Ici Protagoras revient, disant qu'il ne faut point tant chercher. Ici la morale sociologique qui prend comme maxime qu'il faut servir. Mais évidemment cela ne suffit pas. Par exemple, le droit existant est quelque chose ; mais il se corrompt sans le sel du scrupule. Je fais comme les autres ; mais cela ne résout rien ; car ils agissent peut être bien ; mais, en les imitant, je puis faire mal.

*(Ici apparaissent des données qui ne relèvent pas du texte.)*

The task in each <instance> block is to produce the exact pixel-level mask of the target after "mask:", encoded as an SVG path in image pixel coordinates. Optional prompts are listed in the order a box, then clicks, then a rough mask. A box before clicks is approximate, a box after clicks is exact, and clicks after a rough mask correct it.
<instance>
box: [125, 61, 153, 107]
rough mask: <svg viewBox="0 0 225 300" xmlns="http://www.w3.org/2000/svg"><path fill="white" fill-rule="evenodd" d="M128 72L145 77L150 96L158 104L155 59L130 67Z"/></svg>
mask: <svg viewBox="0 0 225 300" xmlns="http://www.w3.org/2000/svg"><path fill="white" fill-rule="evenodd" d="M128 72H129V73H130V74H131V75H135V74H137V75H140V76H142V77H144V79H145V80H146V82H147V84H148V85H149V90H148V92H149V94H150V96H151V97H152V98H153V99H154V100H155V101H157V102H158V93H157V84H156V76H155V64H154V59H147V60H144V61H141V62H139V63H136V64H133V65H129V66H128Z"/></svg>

Telle est l'opposition éternelle entre la conscience morale et la commune moralité. Le scrupule constant est une position inhumaine (Thébaïde - cette vie-ci n'a plus de sens), position honorable et honorée. Au rebours la vie selon la coutume et l'opinion formerait des monstres non moins inhumains : esclavage, torture, guerre, inégalités, misère, sans compter la torpeur de l'esprit, c'està-dire tous les genres de superstition, les castes et le formalisme. Nous vivons selon les deux, gardant plus ou moins intact le jugement de nous-mêmes selon notre propre conscience - c'est le sel -, alternativement et en quelque sorte par pulsations, janséniste, jésuite, tantôt platonicien, tantôt aristotélicien. Ceux qui ont des passions vives en viennent à Protagoras, s'ils ne refusent comme Platon.


1)Pragmatique du bourgeois.

2)« Marquise si mon visage... » Le fier Corneille. La griffe du lion. Mais ce sont des semblants. Cela est vil, dit Hello. Le regard porté où il faut, tout est dit. Foch toujours impatient de se battre. Semblant. Ce n'est pas lui qui se bat. Ce genre d'enquête est redoutable. Mais il montre aussi que les semblants ont une incroyable puissance. Nous retrouvons le pragmatisme ; car cette pensée n'est pas avantageuse ; elle affaiblit la troupe. La négation de tous ces semblants marque l'opposition de la foule et de l'individu, le retour à soi. Le conflit entre la Morale Sociale et la Morale est tout entier là.

3) Le curé Bonnet (Balzac, Le Curé de village). Miséricorde divine. Optimisme.

4) Aristote fatigué de Platon. Le plaisir.